The court accepted as proven the allegations that the injured party was exposed to threats which, as described in the verdict, were directly related to "discipline" the victim and maintaining the payment spiral.

The verdict states that on January 1, 2022, in front of the "Pine" hotel in Tivat, while the injured party was handing over money, the defendant showed a gun (previously half-pulled from his purse) and threatened to kill him like a dog, along with his family, if he was missing a cent, mentioning that there was another gun in the room.

"I have another CZ pistol in my room and if a cent is missing, I will kill you like a dog, you and your family," the court quotes the threats in the verdict.

This was not an isolated episode, but the culmination of pressure that, according to the court's assessment, grew as the injured party weakened financially and psychologically.

After the threats, the injured party, according to the verdict, left Montenegro and went to Italy. The court also states that the accused then contacted him from an unknown number and continued with the threats, which is why the injured party, fearing for his family, returned to Montenegro.

In this case, the court accepted as a logical explanation why the report was not filed immediately - because the injured party was trying to protect his family and at the same time "close" the debt, until he broke down.

The turning point, according to the verdict, occurred on March 1, 2022, when the injured party saw the defendant on video surveillance of the building where he lives entering the building, climbing the stairs, and lingering at the entrance to the apartment.

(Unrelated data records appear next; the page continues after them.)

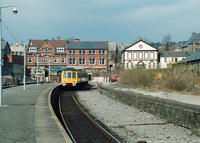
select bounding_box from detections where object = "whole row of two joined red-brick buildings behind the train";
[27,37,108,81]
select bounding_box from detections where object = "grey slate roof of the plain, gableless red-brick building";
[67,41,108,50]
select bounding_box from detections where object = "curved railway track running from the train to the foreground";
[59,91,121,143]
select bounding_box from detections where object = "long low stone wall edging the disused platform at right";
[98,84,200,130]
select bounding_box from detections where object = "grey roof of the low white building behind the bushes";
[160,51,188,57]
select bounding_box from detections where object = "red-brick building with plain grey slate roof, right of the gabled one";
[67,39,108,72]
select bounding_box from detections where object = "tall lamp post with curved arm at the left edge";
[0,5,18,106]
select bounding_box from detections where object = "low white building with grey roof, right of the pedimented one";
[160,51,188,68]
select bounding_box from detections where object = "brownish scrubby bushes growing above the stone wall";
[119,65,196,92]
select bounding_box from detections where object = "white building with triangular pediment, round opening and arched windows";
[122,39,158,69]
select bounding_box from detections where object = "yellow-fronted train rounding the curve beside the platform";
[61,68,89,87]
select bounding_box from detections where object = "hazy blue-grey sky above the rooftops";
[0,0,200,44]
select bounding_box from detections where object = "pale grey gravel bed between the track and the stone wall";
[77,86,200,143]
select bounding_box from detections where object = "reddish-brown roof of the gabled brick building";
[29,40,67,47]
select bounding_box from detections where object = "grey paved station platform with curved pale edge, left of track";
[0,83,71,143]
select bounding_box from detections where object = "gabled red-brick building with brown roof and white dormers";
[27,37,67,81]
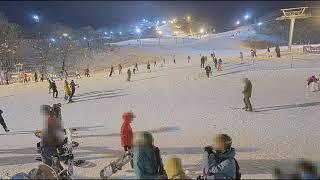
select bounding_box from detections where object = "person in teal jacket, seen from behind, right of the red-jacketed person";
[133,131,166,179]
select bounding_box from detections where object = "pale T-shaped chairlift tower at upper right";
[276,7,311,51]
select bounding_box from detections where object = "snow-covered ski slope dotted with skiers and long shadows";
[0,26,320,178]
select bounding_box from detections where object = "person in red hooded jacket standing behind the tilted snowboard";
[120,111,135,151]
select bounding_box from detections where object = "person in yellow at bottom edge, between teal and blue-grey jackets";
[164,156,191,179]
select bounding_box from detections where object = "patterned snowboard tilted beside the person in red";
[100,151,133,179]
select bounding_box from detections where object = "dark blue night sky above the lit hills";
[0,1,320,29]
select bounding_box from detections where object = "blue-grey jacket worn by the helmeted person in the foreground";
[203,148,236,179]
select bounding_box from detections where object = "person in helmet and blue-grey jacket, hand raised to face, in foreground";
[203,134,239,179]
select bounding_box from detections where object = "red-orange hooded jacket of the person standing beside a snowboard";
[120,113,133,146]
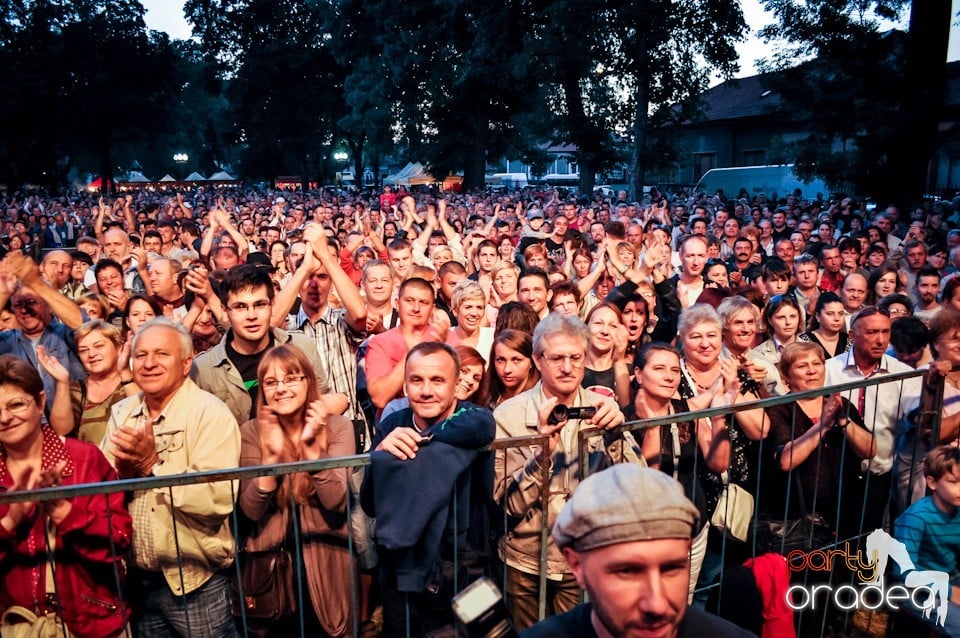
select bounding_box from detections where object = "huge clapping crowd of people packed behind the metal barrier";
[0,186,960,637]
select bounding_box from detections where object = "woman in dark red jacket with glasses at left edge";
[0,355,132,637]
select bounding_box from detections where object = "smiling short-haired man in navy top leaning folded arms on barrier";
[362,341,494,638]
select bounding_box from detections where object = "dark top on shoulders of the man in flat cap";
[520,603,756,638]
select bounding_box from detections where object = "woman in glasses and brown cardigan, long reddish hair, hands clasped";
[238,345,356,637]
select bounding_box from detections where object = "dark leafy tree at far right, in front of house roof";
[761,0,950,203]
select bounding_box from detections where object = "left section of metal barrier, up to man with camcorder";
[0,435,550,638]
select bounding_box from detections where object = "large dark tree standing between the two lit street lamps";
[185,0,343,184]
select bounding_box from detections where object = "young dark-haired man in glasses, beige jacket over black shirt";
[190,264,347,423]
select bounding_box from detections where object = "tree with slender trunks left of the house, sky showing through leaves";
[531,0,746,199]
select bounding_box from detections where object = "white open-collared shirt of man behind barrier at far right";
[824,349,923,474]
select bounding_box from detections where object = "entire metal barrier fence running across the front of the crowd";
[0,372,944,636]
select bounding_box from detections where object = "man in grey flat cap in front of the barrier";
[521,463,753,638]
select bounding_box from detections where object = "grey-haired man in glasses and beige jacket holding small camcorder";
[494,313,640,629]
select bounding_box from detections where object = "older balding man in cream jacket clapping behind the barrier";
[101,319,240,638]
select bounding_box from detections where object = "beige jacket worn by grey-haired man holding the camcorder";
[493,383,644,580]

The court stated in its reasoning that such behavior, in the context of previous threats, caused intense fear in the injured party, after which the police were called.

Just a day later, on March 2, 2022, the accused was released.

The Basic Court sentenced Đ. V. to a single prison sentence of one year and two months and a fine of 1.200 euros, and ordered him to return 140.000 euros to the injured party, an amount that the court treats as disproportionate profit paid through interest.